А Принцесса Грёза, — должно быть успех тоже вскружил ей голову, — одной рукой посылала воздушные поцелуи на галёрку, в бельэтаж и в бенуар, в другой прижимал к груди то букет белых гвоздик, с атласной лентой, то одну из наших злополучных фуражек, брошенных к ее божественным ногам!
Эпилогом к пьесе Эдмонда Ростана, члена Французской Академии бессмертных, было скучное постановление Педагогического Совета:
«За бросание фуражек на сцену, нижепоименованные воспитанники четвёртого класса Новоградской мужской классической Гимназии подлежат исключению из числа учащихся в вышепоименованном учебном заведении».
Много лет спустя, после всего, и пролога, и представления, и конца спектакля, уже в эмиграции, в Париже, покойный ныне князь В. В. Барятинский рассказывал, как однажды ночью на Rue de Passy, — и еще и луна была при этом, — услышал он откуда-то, совсем неподалёку доносившиеся до него как-то странно, но очаровательно исковерканные, знакомые, ну, совсем знакомые стихи и строфы.
— Я остановился как вкопанный, — рассказывал В.В.
— В лунную ночь, в Пасси, кто мог бы быть этот сумасшедший, во всеуслышание декламирующий, влюблённо и усердно коверкая строфы Ростана, в запомнившемся навсегда переводе Щепкиной-Куперник?!
Луна вышла из облаков, я почти поравнялся с неизвестным, бьюсь об заклад, что вы будете так же поражены, как и я: это был никто иной, как сам Эдмонд Ростан.
Потом он мне признавался, что музыка русской стихотворной речи так его увлекала, а в переводе Щепкиной-Куперник было столько звуковой правды в смысле передачи французского текста, что он, Ростан, после каждого спектакля, — в это время наш театр, в котором Лидия Борисовна Яворская играла то «Орлёнка», то «Принцессу Грёзу», уже в течение трёх недель с успехом гастролировал в Париже, — все больше и больше проникался и все легче и легче усваивал, следя по собственному французскому оригиналу, стихи Татьяны Львовны, которая впрочем, тут же недалеко от автора, сидела в партере.
Ростан ее очень любил и высоко ценил.
IX
Поэзия становилась всё менее и менее глуповатой.
Умнея, временами она исчезала совсем, и уступала место прозе, беспощадной и жестокой действительности.
Тысяча девятьсот четвёртый год был годом перелома не только в истории одного поколения, но и в истории самой России.
Это только потом, много лет и десятилетий спустя, профессора и приват-доценты растолковали и объяснили, что всё это было ничем иным, как вполне закономерным процессом, что логика истории оказалась как всегда безошибочной и бесспорной, и что Цусима и Ляоян были неизбежными этапами на пути к иному, светлому и лучезарному будущему…
А пока суд для дело, победителями оказались те самые презренные и желтолицые макаки, которым еще только вчера так весело кричали — шапками закидаем!..
Быстро уходили в прошлое герои вчерашнего дня.
Исчезали ореолы, оставались имена, которые ничего доброго ни уму, ни сердцу уже не говорили.
Даже на страницах добродетельной «Нивы», еженедельного семейного журнала в голубой обложке, нельзя было встретить примелькавшихся портретов генерала Куропаткина и генерала Стесселя, и многоуважаемой патриархальной бороды несчастливого адмирала Макарова.
Недобрые вести шли из далёкого края.
— Битва на Ялу.

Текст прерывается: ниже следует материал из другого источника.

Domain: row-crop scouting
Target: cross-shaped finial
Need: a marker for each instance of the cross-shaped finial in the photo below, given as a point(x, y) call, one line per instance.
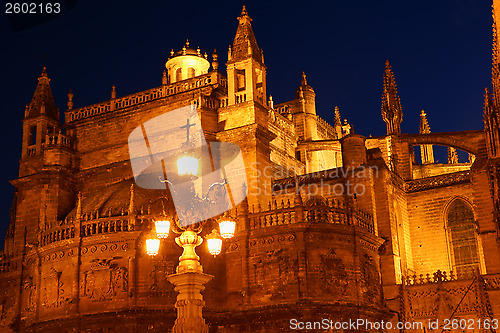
point(187, 126)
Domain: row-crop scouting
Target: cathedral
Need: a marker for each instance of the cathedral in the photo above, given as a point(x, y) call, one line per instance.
point(335, 228)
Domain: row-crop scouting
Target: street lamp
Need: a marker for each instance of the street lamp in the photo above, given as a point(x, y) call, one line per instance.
point(189, 279)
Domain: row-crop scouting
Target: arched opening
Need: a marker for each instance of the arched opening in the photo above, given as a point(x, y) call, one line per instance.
point(462, 232)
point(178, 74)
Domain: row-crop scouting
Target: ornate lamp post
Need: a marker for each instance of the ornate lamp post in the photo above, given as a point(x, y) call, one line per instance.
point(189, 279)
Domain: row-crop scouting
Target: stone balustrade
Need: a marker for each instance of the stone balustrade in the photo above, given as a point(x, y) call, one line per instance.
point(57, 234)
point(58, 140)
point(333, 211)
point(438, 181)
point(147, 96)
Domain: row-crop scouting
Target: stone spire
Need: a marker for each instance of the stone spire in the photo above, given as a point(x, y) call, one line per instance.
point(304, 79)
point(491, 125)
point(424, 124)
point(391, 105)
point(452, 156)
point(43, 101)
point(70, 100)
point(244, 43)
point(426, 151)
point(495, 69)
point(338, 123)
point(215, 63)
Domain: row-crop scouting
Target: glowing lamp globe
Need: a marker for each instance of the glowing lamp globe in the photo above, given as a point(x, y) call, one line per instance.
point(187, 165)
point(227, 228)
point(152, 246)
point(162, 228)
point(214, 243)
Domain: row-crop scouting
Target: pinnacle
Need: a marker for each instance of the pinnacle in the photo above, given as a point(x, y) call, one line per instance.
point(244, 11)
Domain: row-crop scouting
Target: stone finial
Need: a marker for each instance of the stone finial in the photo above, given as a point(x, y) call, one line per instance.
point(346, 128)
point(424, 124)
point(452, 156)
point(131, 206)
point(79, 206)
point(164, 79)
point(391, 104)
point(70, 100)
point(338, 122)
point(304, 80)
point(215, 63)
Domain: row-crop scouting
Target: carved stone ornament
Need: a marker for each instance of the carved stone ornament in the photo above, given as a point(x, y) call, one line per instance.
point(105, 280)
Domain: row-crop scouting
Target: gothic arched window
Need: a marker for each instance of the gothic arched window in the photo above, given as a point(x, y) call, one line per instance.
point(462, 231)
point(178, 74)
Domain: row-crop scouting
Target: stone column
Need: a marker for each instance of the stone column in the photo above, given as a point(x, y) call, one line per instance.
point(190, 302)
point(189, 281)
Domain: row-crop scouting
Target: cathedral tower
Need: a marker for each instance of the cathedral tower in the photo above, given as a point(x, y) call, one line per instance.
point(246, 72)
point(45, 188)
point(391, 105)
point(426, 151)
point(246, 115)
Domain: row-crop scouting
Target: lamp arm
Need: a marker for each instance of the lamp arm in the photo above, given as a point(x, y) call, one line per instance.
point(224, 182)
point(166, 181)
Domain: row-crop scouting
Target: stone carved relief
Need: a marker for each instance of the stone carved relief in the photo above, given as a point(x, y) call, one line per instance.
point(371, 278)
point(52, 290)
point(159, 285)
point(492, 283)
point(29, 293)
point(333, 274)
point(105, 280)
point(273, 274)
point(440, 301)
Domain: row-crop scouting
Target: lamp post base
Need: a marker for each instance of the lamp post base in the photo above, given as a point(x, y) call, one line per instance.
point(189, 302)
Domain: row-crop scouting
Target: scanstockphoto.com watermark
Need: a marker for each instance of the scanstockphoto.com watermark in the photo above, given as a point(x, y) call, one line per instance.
point(358, 324)
point(349, 180)
point(447, 325)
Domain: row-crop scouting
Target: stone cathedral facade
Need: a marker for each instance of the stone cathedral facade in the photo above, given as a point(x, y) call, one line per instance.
point(335, 225)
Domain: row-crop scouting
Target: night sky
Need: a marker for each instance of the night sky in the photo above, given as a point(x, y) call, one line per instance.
point(440, 52)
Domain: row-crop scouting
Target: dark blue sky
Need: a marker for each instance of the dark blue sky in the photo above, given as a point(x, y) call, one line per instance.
point(440, 52)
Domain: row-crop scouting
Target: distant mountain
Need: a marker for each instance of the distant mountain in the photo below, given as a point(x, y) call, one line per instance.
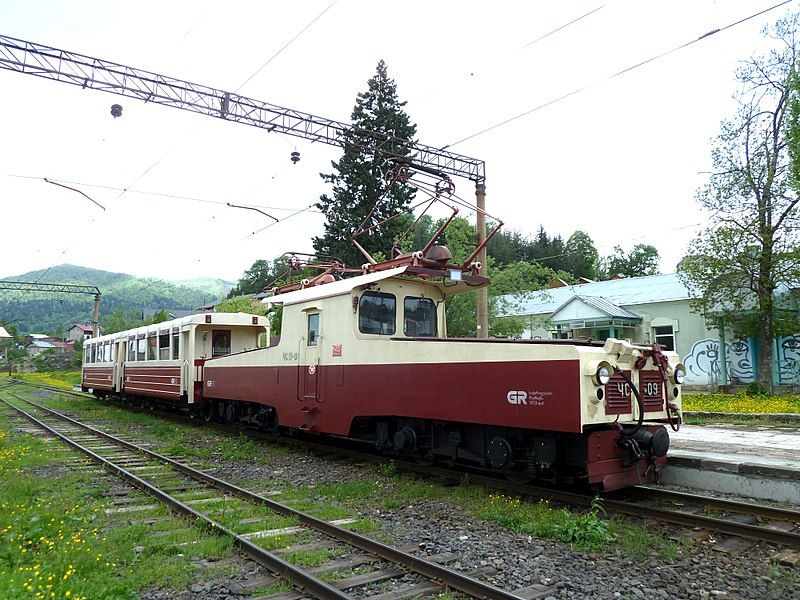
point(44, 312)
point(219, 288)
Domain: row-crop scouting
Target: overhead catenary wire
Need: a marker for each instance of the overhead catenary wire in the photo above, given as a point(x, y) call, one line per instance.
point(257, 71)
point(614, 75)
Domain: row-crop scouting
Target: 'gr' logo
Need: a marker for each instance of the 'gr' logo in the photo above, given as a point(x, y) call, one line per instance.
point(517, 397)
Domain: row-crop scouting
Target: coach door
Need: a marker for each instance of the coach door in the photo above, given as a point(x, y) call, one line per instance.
point(118, 356)
point(308, 377)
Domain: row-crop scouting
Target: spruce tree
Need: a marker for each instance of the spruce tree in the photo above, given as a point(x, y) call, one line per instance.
point(359, 178)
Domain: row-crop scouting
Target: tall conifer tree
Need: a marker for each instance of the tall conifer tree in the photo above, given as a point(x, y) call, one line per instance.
point(359, 177)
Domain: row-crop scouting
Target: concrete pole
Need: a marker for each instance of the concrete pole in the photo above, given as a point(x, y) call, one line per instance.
point(483, 293)
point(96, 316)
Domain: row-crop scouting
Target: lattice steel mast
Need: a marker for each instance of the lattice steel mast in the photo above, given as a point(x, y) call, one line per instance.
point(87, 72)
point(60, 288)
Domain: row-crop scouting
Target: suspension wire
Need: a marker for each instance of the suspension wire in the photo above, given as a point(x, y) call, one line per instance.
point(286, 45)
point(617, 74)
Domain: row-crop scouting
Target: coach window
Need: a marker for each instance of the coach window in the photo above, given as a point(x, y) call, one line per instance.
point(419, 317)
point(312, 339)
point(220, 342)
point(377, 313)
point(163, 346)
point(665, 337)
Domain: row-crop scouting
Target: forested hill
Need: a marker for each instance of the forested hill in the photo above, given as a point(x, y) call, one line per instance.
point(42, 312)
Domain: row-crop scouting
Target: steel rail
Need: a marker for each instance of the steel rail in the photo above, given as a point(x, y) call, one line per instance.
point(306, 581)
point(629, 508)
point(735, 506)
point(448, 577)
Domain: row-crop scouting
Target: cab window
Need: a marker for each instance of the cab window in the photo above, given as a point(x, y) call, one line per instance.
point(163, 346)
point(419, 317)
point(220, 342)
point(377, 313)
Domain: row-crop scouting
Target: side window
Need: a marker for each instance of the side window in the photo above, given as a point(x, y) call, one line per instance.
point(377, 313)
point(220, 342)
point(419, 317)
point(664, 336)
point(163, 346)
point(313, 329)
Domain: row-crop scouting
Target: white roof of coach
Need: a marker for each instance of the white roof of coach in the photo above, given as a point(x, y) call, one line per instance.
point(344, 286)
point(199, 319)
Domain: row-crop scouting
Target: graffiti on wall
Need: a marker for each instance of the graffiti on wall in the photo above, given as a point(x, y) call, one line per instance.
point(703, 362)
point(788, 351)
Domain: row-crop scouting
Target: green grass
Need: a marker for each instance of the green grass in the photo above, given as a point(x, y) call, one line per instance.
point(57, 541)
point(65, 379)
point(742, 403)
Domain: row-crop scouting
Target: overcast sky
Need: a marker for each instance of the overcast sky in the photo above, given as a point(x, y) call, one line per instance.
point(620, 160)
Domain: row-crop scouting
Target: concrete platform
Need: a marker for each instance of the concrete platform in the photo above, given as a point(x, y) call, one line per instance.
point(757, 462)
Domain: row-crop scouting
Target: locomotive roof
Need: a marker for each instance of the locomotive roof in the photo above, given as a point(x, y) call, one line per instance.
point(199, 319)
point(345, 286)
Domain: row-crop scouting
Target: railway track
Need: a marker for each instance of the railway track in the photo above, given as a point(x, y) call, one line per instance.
point(194, 494)
point(740, 519)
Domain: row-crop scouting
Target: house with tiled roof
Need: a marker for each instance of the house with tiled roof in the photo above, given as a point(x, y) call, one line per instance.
point(650, 309)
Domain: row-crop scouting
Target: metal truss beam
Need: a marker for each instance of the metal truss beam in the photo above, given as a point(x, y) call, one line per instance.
point(94, 73)
point(56, 288)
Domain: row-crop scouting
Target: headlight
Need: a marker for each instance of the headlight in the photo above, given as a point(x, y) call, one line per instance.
point(603, 373)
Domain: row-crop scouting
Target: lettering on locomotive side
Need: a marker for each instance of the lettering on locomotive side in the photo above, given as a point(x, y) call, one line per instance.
point(531, 398)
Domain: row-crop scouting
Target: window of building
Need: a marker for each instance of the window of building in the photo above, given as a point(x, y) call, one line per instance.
point(419, 317)
point(220, 342)
point(377, 313)
point(313, 329)
point(665, 337)
point(163, 346)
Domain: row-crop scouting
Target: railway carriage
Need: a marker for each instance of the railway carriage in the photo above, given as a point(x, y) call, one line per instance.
point(160, 362)
point(367, 358)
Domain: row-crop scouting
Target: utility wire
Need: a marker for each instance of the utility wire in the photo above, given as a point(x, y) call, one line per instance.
point(556, 30)
point(147, 193)
point(617, 74)
point(286, 45)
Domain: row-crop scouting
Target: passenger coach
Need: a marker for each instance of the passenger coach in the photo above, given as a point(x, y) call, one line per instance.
point(162, 361)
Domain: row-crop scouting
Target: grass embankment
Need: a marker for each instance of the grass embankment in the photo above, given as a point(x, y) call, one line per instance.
point(56, 540)
point(742, 403)
point(65, 379)
point(383, 488)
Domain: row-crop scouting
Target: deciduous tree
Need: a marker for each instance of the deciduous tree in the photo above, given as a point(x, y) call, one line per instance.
point(749, 254)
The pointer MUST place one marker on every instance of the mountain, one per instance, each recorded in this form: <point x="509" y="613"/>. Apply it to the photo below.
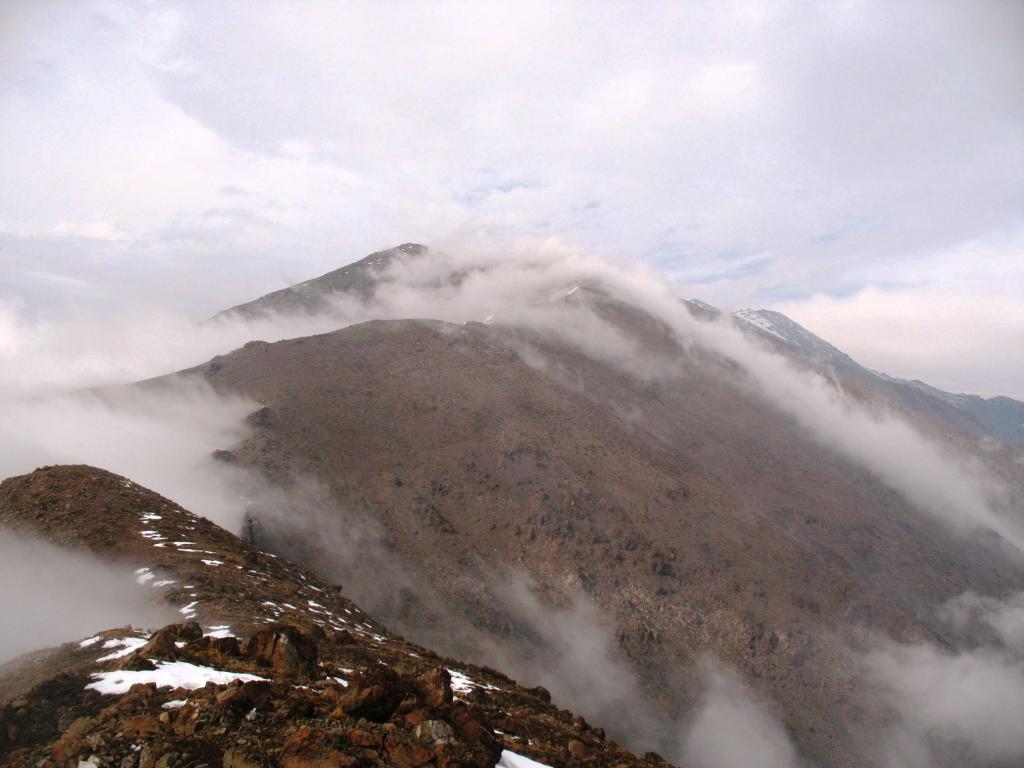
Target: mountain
<point x="690" y="514"/>
<point x="268" y="665"/>
<point x="312" y="296"/>
<point x="1001" y="418"/>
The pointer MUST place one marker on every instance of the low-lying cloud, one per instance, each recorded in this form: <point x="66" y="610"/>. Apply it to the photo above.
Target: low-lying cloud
<point x="52" y="595"/>
<point x="953" y="706"/>
<point x="162" y="435"/>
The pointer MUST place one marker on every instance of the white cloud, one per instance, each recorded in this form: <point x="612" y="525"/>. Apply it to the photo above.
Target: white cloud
<point x="953" y="318"/>
<point x="824" y="135"/>
<point x="731" y="728"/>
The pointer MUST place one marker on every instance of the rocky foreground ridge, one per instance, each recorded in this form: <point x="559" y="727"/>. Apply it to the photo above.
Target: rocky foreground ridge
<point x="266" y="667"/>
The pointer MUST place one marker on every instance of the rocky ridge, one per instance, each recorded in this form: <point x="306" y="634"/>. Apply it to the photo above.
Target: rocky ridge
<point x="268" y="667"/>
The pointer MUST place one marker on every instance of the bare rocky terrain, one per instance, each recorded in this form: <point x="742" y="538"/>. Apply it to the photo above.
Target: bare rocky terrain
<point x="690" y="513"/>
<point x="268" y="666"/>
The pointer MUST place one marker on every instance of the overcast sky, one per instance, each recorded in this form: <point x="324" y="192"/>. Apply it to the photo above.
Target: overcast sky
<point x="859" y="166"/>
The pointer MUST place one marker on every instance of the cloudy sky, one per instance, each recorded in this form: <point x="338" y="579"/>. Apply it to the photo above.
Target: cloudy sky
<point x="859" y="166"/>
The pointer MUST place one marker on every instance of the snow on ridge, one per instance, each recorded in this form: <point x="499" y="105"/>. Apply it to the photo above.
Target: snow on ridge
<point x="462" y="683"/>
<point x="511" y="760"/>
<point x="167" y="675"/>
<point x="754" y="317"/>
<point x="127" y="645"/>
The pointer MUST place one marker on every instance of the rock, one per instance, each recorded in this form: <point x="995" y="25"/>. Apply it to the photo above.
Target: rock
<point x="435" y="686"/>
<point x="374" y="694"/>
<point x="254" y="694"/>
<point x="289" y="651"/>
<point x="238" y="758"/>
<point x="541" y="692"/>
<point x="403" y="753"/>
<point x="434" y="732"/>
<point x="578" y="750"/>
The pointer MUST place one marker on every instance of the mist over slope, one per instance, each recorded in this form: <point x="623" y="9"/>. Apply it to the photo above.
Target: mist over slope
<point x="266" y="665"/>
<point x="567" y="467"/>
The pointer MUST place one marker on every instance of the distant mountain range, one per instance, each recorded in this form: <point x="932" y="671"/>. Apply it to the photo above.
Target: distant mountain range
<point x="1000" y="417"/>
<point x="597" y="505"/>
<point x="693" y="515"/>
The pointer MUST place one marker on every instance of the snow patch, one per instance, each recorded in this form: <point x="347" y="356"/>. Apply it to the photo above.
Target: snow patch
<point x="127" y="645"/>
<point x="167" y="675"/>
<point x="511" y="760"/>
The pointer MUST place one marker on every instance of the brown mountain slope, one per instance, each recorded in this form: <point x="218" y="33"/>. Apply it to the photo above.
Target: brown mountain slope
<point x="691" y="514"/>
<point x="334" y="687"/>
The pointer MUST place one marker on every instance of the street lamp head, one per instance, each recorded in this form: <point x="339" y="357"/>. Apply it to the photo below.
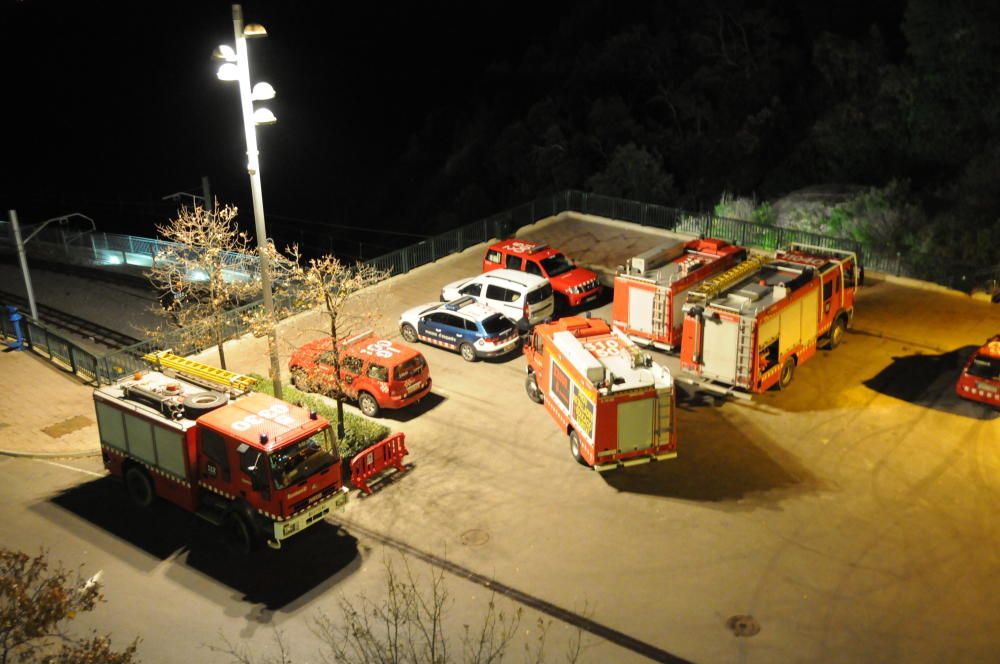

Мукден. Порт-Артур. Гибель эскадры Рождественского.
На этот раз это была не просто декламация.
В Петербурге, в Москве, на благотворительных базарах в пользу раненых еще дотанцовывали модный вальс, необычайно кстати названный — «На сопках Манчжурии».
Но уже нескончаемой вереницей гудели по рельсам возвращавшиеся на родину поезда, и из тёмных и смрадных теплушек все чаще и громче раздавалось страшное, хриплое, угрожающее пение, прерываемое безнадёжной площадной солдатской бранью.
В банальном ужасе этих набивших оскомину слов заключалась, однако, и вера в нечто неизбывное, неизбежное, но лучшее.
…Быстро промчалась по Аничкову мосту чёрная лакированная карета.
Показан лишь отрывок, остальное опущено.